While considerable attention is now being paid to the trade war, what is more important is that China and the US are in a competition of cultural approaches, with the US approach being more opposite than similar to the Chinese approach Most fundamentally, the US is a country in which individuals, individualism, and individual property rights are perceived to be of paramount importance it is directed from the bottom up (e.g., through “one man, one vote” democracies that empower people to choose their leaders), being revolutionary is considered a good thing, and conflict is valued more than harmony. Rather than respecting top down control most American have a strong preference to keep government from interfering with their most individual choices. Character development is a personal or family issue, not a government issue (which leaves it largely neglected in areas with broken families, especially if they’re poor). Rather than there being a long-term top down vision for the country and a plan to achieve that vision, in the capitalist and democratic system such directions are more bottom up determined based on commercial and popularity considerations.
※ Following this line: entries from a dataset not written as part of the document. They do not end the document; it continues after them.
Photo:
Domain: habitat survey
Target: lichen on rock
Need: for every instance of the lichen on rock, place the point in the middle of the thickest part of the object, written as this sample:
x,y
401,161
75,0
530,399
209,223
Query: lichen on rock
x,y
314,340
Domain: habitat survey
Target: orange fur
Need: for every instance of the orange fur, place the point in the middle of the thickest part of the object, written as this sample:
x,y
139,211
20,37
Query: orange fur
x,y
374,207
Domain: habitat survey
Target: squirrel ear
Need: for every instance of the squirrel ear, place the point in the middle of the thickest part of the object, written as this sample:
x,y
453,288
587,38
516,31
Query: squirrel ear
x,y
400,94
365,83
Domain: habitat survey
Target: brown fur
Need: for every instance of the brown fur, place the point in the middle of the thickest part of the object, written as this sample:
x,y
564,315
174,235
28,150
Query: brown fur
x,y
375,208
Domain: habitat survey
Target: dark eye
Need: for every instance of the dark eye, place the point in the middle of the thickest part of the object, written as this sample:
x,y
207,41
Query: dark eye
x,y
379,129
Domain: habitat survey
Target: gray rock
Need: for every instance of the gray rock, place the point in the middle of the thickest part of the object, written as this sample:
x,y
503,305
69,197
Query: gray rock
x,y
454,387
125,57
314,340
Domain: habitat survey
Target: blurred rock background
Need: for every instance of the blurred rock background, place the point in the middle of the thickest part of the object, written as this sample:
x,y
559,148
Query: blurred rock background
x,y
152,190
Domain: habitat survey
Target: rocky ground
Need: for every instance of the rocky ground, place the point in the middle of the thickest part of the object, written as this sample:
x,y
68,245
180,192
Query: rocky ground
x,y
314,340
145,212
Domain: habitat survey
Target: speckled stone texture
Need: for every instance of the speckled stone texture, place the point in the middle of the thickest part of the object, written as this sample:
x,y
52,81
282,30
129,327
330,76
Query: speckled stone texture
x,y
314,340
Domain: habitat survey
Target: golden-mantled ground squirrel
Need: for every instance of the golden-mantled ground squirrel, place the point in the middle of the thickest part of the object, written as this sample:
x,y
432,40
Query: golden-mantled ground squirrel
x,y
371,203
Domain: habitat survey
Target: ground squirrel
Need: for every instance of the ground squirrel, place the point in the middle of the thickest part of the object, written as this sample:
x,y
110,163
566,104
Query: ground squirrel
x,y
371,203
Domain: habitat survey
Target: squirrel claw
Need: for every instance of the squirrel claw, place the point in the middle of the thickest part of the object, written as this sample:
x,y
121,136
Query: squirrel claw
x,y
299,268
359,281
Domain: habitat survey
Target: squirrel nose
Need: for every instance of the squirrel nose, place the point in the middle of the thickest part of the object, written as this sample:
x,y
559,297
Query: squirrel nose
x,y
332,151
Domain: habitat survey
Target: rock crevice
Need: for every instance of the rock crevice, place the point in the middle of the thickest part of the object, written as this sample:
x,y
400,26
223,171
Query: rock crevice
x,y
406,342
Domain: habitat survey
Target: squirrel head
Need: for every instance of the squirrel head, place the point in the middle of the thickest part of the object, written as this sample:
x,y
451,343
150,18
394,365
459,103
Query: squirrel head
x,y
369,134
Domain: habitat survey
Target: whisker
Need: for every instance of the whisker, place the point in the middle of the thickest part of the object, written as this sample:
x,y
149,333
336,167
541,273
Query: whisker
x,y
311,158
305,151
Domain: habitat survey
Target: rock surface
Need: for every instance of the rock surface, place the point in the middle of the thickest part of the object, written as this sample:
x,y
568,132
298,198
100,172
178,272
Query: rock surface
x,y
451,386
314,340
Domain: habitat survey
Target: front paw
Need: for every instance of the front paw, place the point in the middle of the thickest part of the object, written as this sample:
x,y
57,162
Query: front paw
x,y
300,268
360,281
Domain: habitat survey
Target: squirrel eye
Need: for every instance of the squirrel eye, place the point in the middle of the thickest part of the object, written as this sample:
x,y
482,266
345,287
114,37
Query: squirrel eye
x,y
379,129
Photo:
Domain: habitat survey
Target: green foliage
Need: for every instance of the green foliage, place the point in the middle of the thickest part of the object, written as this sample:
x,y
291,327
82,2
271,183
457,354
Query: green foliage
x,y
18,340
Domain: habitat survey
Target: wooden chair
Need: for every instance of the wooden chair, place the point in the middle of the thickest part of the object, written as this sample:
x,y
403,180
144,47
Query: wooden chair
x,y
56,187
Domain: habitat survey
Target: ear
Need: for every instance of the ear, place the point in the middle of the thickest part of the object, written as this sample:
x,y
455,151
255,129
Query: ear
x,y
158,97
I’m not saying which system is better. Each culture/system has its pros and cons that I’m not going to get into now. I believe that the important thing to know are that while there will be trade wars and trade truces they aren’t the most important things. The most important things are that 1) China has a culture and system that has worked well for it for a long time so it shouldn’t be expected to change much, 2) the U.S. has the same, 3) these systems (and those of other countries) will be both competing and cooperating, and how well they do that will be an important influence on global conditions, 4) how well each system works in practice will have a far greater influence on where each country stands in the future than the terms of the deals that they strike with each other, so each would do well to examine its own weaknesses and come up with reforms to rectify them, and 5) there is a lot to respect about the Chinese culture and approach that led to its remarkable accomplishments, 6) we would do well to learn from each other, cooperate and compete to bring each other up rather than to tear each other down, and 7) China is a place we need to continue to evolve with and invest in.